« Nous, personnes handicapées, malades ou âgées, refusons la violence d’un droit à mourir qui nous condamne ». Dans une tribune publiée par Le Figaro, 110 signataires, directement touchés ou confrontés à la maladie, au handicap ou au grand âge, répondent au Manifeste de 109 personnalités publié par L’Obs en mars dernier. Ces 109 personnalités réclamaient la légalisation de l’euthanasie. 110 citoyens anonymes expliquent aujourd’hui dans Le Figaro que « légaliser l’euthanasie » conduit à « suggérer que nos vies, parce qu’elles sont limitées physiquement et souvent douloureuses, sont un poids inutile ». Aussi, elles refusent « la légalisation d’un droit à mourir à la demande, parce qu’il finira par s’imposer à nous comme un devoir de mourir ».
La Fondation Jérôme Lejeune rejoint leur extrême préoccupation.
Si Agnès Firmin Le Bodo, ministre déléguée aux Professions de santé chargée de « co-construire » le projet de loi se veut rassurante, annonçant la mise en place de garde-fous, l’expérience montre que ces semblant de digues d’aujourd’hui sont déjà les transgressions de demain. Belgique, Pays-Bas, Canada… la légalisation d’un droit de tuer conduit au pire : de l’euthanasie de mineurs à celles de personnes en détresse psychologique ou « fatiguées de vivre ».
Comme l’exprime Lucie Pacherie, porte-parole de la mobilisation contre l’euthanasie Tout Mais Pas Ca ! : « Il ne peut en être autrement : supprimer l’interdit de tuer au fondement de notre civilisation et du « vivre ensemble », c’est fragiliser collectivement toutes les vies présentant une forme de vulnérabilité.
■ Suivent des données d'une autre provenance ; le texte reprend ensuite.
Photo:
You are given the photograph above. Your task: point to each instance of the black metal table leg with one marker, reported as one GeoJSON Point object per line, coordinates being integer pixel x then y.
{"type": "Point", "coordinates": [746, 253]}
C’est fabriquer un impensé collectif imposant dans la réalité une loi du plus fort ».
Relativiser l’interdit de tuer, c’est établir une hiérarchie entre les personnes en fonction de la qualité subjective de leur vie. En 2016, l’avocate Jacqueline Herremans, présidente de l’Association pour le droit de mourir dans la dignité (ADMD Belgique), ne disait pas autre chose quand elle affirmait que l’avortement d’un enfant trisomique était « une démarche altruiste », ajoutant : « Je trouve fabuleux qu’on puisse ainsi éviter de créer du malheur ». Le début de la vie des personnes porteuses de trisomie 21 est déjà menacé ; qu’en sera-t-il de leur fin de vie quand nombre d’entre eux est à risque de développer précocement une maladie d’Alzheimer ?
Ce scénario ne relève plus de la science-fiction, il se joue déjà sous nos yeux. Aux Pays-Bas, une étude publiée le 23 mai 2023 par la Cambridge University Press[1], a révélé à partir d’un échantillon portant sur 1,5% des cas, qu’au cours de l’année 2021-2022, 39 personnes porteuses de déficiences intellectuelles ou de troubles autistiques ont été euthanasiées, dont 8 personnes au simple motif de leur déficience intellectuelle ou de leur trouble du spectre autistique.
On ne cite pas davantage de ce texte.